A spokesperson for China's foreign ministry stated Wednesday that there is no split among central authorities over how to handle the Tibet question and that their stance toward the Dalai Lama has been consistent and clear.
In an interview with French television station France 24 aired on Wednesday, the Dalai Lama said there are individuals inside the central government who have a hard-line view of the "autonomy" for Tibet that he has been calling for, Reuters reported.
The Dalai Lama said he "took heart" from Chinese President Xi Jinping's recent comments about Buddhism.

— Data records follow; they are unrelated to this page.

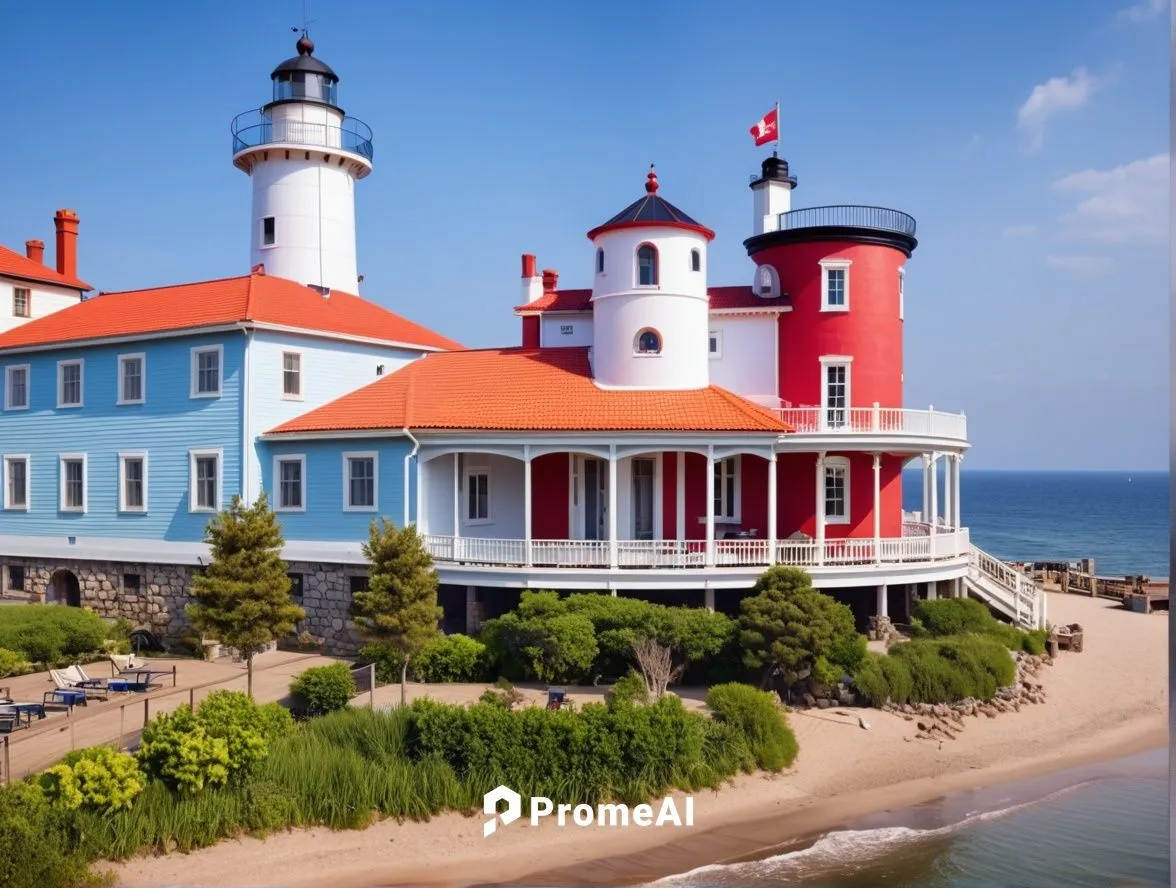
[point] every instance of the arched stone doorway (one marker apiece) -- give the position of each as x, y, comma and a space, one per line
64, 588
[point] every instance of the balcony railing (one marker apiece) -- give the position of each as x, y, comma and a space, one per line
875, 420
253, 128
915, 546
848, 217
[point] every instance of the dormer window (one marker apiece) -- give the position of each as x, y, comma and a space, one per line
648, 342
647, 266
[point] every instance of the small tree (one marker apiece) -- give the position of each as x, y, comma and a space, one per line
400, 605
242, 599
787, 626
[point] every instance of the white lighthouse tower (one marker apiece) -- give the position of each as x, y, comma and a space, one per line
303, 157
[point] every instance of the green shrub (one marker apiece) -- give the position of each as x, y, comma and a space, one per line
760, 719
325, 688
179, 750
450, 659
100, 779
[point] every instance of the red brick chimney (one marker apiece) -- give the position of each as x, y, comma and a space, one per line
66, 222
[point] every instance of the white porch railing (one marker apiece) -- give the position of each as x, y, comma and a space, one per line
669, 554
877, 420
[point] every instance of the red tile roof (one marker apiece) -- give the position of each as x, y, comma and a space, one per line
253, 298
580, 300
548, 389
14, 265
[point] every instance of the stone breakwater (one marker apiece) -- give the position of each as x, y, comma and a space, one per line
944, 721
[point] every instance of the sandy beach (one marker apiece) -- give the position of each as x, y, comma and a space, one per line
1108, 701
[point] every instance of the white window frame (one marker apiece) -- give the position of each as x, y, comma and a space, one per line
122, 481
374, 455
81, 384
287, 395
62, 459
7, 386
837, 463
469, 473
299, 458
124, 359
9, 458
736, 507
201, 453
828, 265
195, 352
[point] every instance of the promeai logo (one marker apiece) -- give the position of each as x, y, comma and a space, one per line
585, 815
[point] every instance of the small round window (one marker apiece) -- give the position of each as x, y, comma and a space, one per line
648, 342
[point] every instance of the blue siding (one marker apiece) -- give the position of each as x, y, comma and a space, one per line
167, 426
325, 518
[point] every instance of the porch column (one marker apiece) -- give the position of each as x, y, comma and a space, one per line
526, 495
612, 506
877, 508
710, 505
772, 507
820, 508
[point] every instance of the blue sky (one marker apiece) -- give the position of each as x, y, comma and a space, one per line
1029, 140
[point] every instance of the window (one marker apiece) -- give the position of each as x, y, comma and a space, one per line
206, 371
647, 266
835, 285
289, 479
205, 480
73, 482
69, 384
835, 391
715, 344
478, 495
15, 387
15, 481
727, 488
648, 342
292, 374
132, 482
359, 481
131, 378
836, 491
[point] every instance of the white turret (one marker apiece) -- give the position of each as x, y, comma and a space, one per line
649, 298
303, 157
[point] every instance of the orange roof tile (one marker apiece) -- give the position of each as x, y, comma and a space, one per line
580, 300
252, 298
14, 265
548, 389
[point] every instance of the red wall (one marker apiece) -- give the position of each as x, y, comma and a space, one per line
870, 331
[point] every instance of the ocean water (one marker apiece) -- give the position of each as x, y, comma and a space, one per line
1104, 827
1120, 519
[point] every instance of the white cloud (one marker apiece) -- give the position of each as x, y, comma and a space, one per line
1147, 11
1128, 202
1046, 100
1080, 265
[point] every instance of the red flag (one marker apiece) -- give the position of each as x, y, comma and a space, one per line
768, 128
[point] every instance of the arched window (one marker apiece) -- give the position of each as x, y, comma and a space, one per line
648, 342
647, 266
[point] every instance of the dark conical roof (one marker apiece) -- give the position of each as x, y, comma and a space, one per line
654, 212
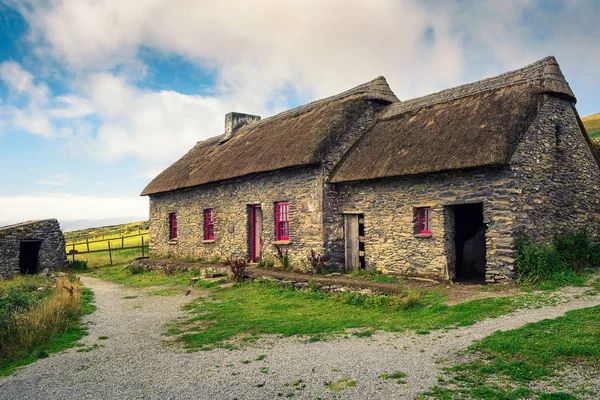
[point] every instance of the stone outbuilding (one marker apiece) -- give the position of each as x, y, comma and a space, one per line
435, 186
30, 247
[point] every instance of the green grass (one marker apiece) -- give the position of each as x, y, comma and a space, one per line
60, 341
533, 352
101, 259
260, 308
118, 274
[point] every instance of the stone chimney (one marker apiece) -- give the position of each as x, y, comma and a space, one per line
234, 120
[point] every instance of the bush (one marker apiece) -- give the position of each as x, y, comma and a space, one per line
135, 269
237, 266
77, 266
567, 253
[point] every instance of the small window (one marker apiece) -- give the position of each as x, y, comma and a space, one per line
209, 224
282, 220
424, 220
173, 226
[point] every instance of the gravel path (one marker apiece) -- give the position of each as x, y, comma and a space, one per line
135, 363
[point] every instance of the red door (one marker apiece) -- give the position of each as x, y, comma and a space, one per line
255, 232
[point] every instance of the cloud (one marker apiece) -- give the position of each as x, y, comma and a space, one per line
267, 55
65, 206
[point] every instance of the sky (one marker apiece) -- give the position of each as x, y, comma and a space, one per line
98, 96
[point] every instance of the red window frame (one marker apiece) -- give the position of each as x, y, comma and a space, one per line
282, 220
173, 226
424, 220
209, 224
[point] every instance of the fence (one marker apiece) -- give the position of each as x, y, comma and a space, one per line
72, 251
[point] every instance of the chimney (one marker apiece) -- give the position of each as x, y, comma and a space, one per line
234, 120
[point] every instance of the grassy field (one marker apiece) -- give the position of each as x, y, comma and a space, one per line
35, 323
115, 242
592, 125
107, 232
508, 364
120, 257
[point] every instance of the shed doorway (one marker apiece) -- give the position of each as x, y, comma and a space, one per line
29, 254
354, 240
255, 232
469, 242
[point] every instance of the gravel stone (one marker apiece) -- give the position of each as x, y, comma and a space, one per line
135, 362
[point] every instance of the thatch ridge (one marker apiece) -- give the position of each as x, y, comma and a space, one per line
545, 73
305, 133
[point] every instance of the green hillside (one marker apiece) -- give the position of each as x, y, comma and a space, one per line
592, 125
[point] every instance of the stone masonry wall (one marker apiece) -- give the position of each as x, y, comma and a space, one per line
391, 242
52, 253
551, 185
559, 178
231, 202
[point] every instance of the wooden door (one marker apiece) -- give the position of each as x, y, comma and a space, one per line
255, 233
352, 246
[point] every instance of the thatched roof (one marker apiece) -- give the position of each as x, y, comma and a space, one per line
297, 137
473, 125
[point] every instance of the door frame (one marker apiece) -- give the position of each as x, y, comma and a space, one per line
253, 245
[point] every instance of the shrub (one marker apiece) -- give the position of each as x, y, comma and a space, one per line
135, 269
568, 252
237, 266
77, 266
267, 263
316, 262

Xi delivered a speech at the UNESCO headquarters in Paris in March, saying that after Buddhism was brought into China, the religion "went through an extended period of integrated development with indigenous Confucianism and Taoism and finally became Buddhism with Chinese characteristics, thus making a deep impact on the religious beliefs, philosophy, literature, art, etiquette and customs of the Chinese people."

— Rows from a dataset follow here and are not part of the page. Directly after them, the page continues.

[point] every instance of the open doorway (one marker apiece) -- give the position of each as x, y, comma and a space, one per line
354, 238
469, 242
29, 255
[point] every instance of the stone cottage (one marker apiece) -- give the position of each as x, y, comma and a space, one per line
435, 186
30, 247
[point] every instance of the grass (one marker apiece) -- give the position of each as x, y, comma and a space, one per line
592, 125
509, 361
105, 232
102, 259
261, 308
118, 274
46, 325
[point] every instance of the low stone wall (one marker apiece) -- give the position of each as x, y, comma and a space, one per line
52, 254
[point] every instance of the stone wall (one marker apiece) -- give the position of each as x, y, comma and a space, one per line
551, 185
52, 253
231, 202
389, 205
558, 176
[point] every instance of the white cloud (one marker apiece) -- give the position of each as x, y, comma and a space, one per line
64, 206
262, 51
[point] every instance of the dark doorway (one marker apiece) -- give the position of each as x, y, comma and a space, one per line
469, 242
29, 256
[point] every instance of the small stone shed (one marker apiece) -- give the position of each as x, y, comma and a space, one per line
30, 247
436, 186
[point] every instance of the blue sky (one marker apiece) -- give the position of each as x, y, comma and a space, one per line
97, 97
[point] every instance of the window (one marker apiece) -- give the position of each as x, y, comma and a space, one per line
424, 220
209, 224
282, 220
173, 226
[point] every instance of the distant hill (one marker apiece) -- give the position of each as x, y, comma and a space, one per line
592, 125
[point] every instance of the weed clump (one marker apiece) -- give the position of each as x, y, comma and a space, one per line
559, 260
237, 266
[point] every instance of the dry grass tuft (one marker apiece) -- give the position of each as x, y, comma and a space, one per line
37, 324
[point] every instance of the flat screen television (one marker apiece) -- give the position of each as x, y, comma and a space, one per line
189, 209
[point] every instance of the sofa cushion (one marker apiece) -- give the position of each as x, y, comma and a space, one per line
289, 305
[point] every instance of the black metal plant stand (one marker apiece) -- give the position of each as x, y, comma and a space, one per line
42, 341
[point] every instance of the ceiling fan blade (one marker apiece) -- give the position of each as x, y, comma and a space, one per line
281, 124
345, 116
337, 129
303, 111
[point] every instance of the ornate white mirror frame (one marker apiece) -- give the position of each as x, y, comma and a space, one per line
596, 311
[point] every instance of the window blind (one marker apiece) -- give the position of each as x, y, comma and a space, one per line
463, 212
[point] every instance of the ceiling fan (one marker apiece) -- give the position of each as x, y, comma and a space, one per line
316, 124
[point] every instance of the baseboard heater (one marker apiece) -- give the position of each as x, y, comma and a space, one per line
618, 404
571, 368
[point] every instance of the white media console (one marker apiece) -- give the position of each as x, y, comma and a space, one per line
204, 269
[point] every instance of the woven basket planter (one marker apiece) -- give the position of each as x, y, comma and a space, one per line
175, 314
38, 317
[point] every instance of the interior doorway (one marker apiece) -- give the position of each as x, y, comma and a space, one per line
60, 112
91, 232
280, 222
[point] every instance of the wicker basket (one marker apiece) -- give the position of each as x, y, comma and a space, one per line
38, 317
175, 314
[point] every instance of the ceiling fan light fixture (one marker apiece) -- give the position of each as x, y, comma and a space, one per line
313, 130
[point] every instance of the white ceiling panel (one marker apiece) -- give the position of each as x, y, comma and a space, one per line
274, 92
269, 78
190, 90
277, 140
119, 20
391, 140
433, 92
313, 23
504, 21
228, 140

"But at the same time, among the establishment, there is a lot of hardliner thinking still there," the Dalai Lama said when asked about whether Xi's remarks had made him expect a possible meeting regarding Tibet's "autonomy" with Xi.

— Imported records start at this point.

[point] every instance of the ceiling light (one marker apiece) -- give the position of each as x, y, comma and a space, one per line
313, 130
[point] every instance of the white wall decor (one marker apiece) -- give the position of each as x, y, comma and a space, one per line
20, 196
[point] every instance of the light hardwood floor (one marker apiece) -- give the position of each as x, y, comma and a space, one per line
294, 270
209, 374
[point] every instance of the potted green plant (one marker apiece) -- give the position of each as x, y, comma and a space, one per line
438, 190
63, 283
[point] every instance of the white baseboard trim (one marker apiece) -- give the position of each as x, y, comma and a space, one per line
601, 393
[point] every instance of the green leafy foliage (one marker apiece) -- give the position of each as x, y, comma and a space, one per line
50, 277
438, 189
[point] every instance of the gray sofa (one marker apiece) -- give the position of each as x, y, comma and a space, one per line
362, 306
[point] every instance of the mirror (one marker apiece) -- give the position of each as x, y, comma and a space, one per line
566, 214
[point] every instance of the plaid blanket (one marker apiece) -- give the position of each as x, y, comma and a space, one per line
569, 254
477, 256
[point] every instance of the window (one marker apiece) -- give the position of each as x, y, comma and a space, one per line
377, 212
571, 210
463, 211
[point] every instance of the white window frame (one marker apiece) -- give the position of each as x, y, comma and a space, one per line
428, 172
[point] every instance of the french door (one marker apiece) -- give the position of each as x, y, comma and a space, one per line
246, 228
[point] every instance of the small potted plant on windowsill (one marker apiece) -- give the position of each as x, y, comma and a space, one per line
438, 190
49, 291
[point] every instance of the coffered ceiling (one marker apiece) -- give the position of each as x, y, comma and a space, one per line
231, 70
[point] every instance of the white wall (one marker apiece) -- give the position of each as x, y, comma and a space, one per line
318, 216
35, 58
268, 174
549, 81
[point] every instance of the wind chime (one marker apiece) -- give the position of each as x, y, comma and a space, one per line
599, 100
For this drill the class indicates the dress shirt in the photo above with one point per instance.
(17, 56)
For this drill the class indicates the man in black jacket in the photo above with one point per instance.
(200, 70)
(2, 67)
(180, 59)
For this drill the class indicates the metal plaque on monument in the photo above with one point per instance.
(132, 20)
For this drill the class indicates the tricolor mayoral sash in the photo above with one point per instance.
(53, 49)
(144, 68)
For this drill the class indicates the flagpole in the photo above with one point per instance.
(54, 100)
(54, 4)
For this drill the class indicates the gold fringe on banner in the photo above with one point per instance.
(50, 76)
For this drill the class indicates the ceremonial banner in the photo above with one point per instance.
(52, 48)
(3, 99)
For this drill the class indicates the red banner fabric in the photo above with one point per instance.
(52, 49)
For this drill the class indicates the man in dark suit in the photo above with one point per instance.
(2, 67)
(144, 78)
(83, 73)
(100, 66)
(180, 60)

"The Dalai Lama must abandon his separatist activities and stop sabotaging China's ethnic unity to create opportunities for himself to make contact with the central government," Chinese foreign ministry spokesperson Qin Gang told a regular press briefing Tuesday.
Qin said that the topic of any possible talks will not be "Tibet's autonomy," and will absolutely not be the so-called "independence of Tibet," but "the future of the Dalai Lama himself."
Qin stressed that regarding the Tibet question, there are no so-called hawkish or dovish camps inside the central government, or the Communist Party of China as a whole. "Opposing separatist acts, securing unity and territorial integrity and maintaining ethnic unity, that is the resolute consensus of the entire Chinese nation," he said.